Somos hoje doze pedaços, é verdade, mas formamos um só grupo, uma dúzia. Que
incomparável felicidade!
O pano das
camisas foi-se gastando com o tempo.
— Tudo tem fim,
murmurou ele. Eu estava disposto a durar ainda, mas não se fazem impossíveis.»
E as camisas
foram reduzidas a farrapos, a trapos, e imaginaram que era finalmente a sua
morte, porque foram rasgados, amassados, fervidos, sem adivinharem o que lhes
queriam. Mas de repente transformaram-se em papel branco magnífico.
— Oh que
agradável surpresa! exclamou o papel, agora sou muito mais fino do que dantes,
e vão cobrir-me de letras. O que não escreverão em cima de mim! Tenho uma
fortuna maravilhosa!»
E escreveram
nele as mais belas histórias, que foram lidas diante de inúmeros ouvintes, e os
tornaram mais sábios e melhores.
— Ora aqui está
uma coisa muito superior a tudo que eu tinha imaginado, quando vivia na terra,
coberto de flores. Como poderia eu imaginar que ainda havia de servir para
alegrar e instruir os homens! Não sei explicar o que me está acontecendo, mas é
verdade. Deus sabe perfeitamente que nunca fui ambicioso, e que nunca me
queixei da minha sorte; foi Ele que gradualmente me elevou, até chegar à maior
glória. Cada vez que me lembro da cantiga das silvas: «Acabou-se, acabou-se»
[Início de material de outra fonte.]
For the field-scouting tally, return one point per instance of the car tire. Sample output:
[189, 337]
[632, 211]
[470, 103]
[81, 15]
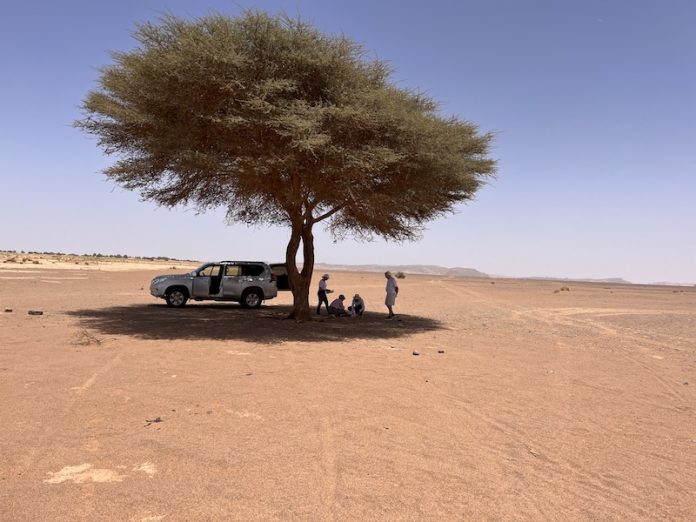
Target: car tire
[176, 297]
[251, 298]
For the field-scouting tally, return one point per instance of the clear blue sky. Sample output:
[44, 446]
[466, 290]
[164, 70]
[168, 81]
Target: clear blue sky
[594, 104]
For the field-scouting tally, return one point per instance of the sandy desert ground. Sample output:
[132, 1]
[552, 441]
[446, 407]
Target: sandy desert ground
[545, 405]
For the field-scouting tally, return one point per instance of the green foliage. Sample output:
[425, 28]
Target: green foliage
[279, 123]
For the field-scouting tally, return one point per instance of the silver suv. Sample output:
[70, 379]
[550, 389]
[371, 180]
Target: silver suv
[246, 282]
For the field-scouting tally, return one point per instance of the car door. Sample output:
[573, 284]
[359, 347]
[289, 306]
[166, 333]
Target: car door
[232, 282]
[202, 282]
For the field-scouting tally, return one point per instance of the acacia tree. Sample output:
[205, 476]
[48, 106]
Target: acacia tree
[280, 124]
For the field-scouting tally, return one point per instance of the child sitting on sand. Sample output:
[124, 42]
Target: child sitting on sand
[357, 307]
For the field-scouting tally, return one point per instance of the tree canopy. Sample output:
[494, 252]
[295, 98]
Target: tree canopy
[279, 123]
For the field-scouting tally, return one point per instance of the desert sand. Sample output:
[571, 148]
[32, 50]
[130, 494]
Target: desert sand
[524, 402]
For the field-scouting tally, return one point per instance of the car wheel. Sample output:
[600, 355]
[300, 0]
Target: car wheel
[251, 298]
[176, 297]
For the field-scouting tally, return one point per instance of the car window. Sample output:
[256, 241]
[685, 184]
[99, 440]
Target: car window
[252, 270]
[233, 270]
[212, 270]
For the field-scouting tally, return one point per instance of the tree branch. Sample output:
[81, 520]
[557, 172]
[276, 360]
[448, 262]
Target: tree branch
[328, 214]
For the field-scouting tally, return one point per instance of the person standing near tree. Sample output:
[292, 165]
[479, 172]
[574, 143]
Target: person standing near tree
[321, 293]
[392, 292]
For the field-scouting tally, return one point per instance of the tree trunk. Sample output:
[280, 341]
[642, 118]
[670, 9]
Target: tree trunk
[301, 232]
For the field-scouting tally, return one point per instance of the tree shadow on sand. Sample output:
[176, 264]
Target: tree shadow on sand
[266, 325]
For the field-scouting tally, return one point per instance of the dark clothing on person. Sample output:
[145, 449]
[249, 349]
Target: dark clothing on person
[321, 294]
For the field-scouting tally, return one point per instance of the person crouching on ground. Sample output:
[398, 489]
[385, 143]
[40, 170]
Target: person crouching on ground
[357, 307]
[336, 307]
[321, 293]
[392, 292]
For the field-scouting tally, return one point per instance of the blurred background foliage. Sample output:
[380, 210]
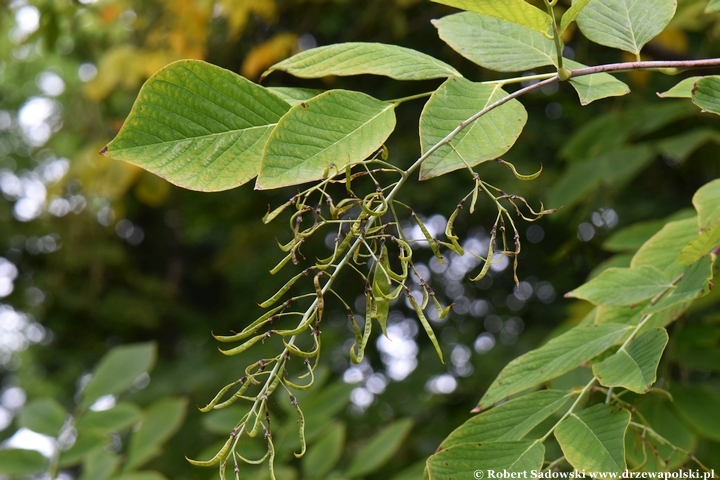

tudo pelo contrário se me apresenta debaixo do aspecto mais risonho. Vou
viajar, percorrer o mundo inteiro, para que todos me possam ler e instruir-se.
Antigamente eu estava carregado de florinhas azuis; agora as minhas flores são
os mais elevados pensamentos. Sinto-me feliz, imensamente feliz!»
Mas o papel não
foi viajar; entregaram-no ao tipógrafo, e tudo que lá estava escrito, foi
impresso para fazer um livro, milhares de livros, que recrearam e instruíram
uma infinidade de pessoas. O nosso bocado de papel não teria prestado o mesmo
serviço, ainda que desse a volta à roda do mundo. A meio caminho já estaria
gasto.
— É justo,
disse o papel, não tinha pensado nisso. Fico em casa, e vou ser considerado
como um velho avô! fui eu que recebi as letras, as palavras caíram directamente
da pena sobre mim, fico no meu lugar, e os livros vão por esse mundo fora. A
sua missão é realmente bela, e eu estou contente, e julgo-me feliz.
O papel foi
empacotado, e lançado para uma estante.
— Depois do
trabalho é agradável o descanso, pensou ele. É neste isolamento que a gente
aprende a conhecer-se. Só de hoje em diante é que eu sei o que contenho, e
conhecermo-nos a nós mesmo é a verdadeira perfeição. Que me irá ainda
acontecer? Progredir, está claro.»
Passados
tempos, o papel foi atirado ao fogão para o queimarem, porque o que o não
queriam vender ao merceeiro para embrulhar açúcar. E todas as crianças da casa
se puseram à roda; queriam vê-lo arder, e ver também, depois da labareda, as
milhares de faíscas vermelhas, que parecem fugir, e se apagam instantaneamente
uma após outra. O maço inteiro de papel foi atirado ao lume. Oh! como ele
ardia! Tornara-se numa grande chama, que se erguia tão alto, tão alto como o
linho nunca erguera as suas flores azuis; a peça de pano nunca tinha tido um
brilho semelhante.
Todas as
letras, durante um segundo, se tornaram vermelhas: todas as palavras, todas as
ideias desapareceram em línguas de fogo.
— «Vou subir
até ao sol;» dizia uma voz no meio da labareda, que pareciam mil vozes reunidas
numa só. A chama saiu pela chaminé, e no meio dela volteavam pequeninos seres
invisíveis para os olhos do homem. Eram tantos quantos tinham sido as flores
que o linho tinha dado. Mais leves que a chama, de quem eram filhos, quando ela
se extinguiu, quando não restava do papel senão a cinza negra, ainda eles
dançavam sobre essa cinza, e formavam, tocando-a, pequeninas centelhas
encarnadas.
As crianças
cantavam à roda da cinza inanimada:
Cric, crac! cric, crac! crac!
Acabou-se! acabou-se! acabou-se!
Acabou-se! acabou-se! acabou-se!
Mas cada um dos
pequeninos seres dizia: «Não, não se acabou; agora é que é o melhor da festa.
Sei-o, e julgo-me feliz.»
As crianças não
puderam ouvir, nem compreender estas palavras; mas também não era necessário,
porque as crianças não devem saber tudo.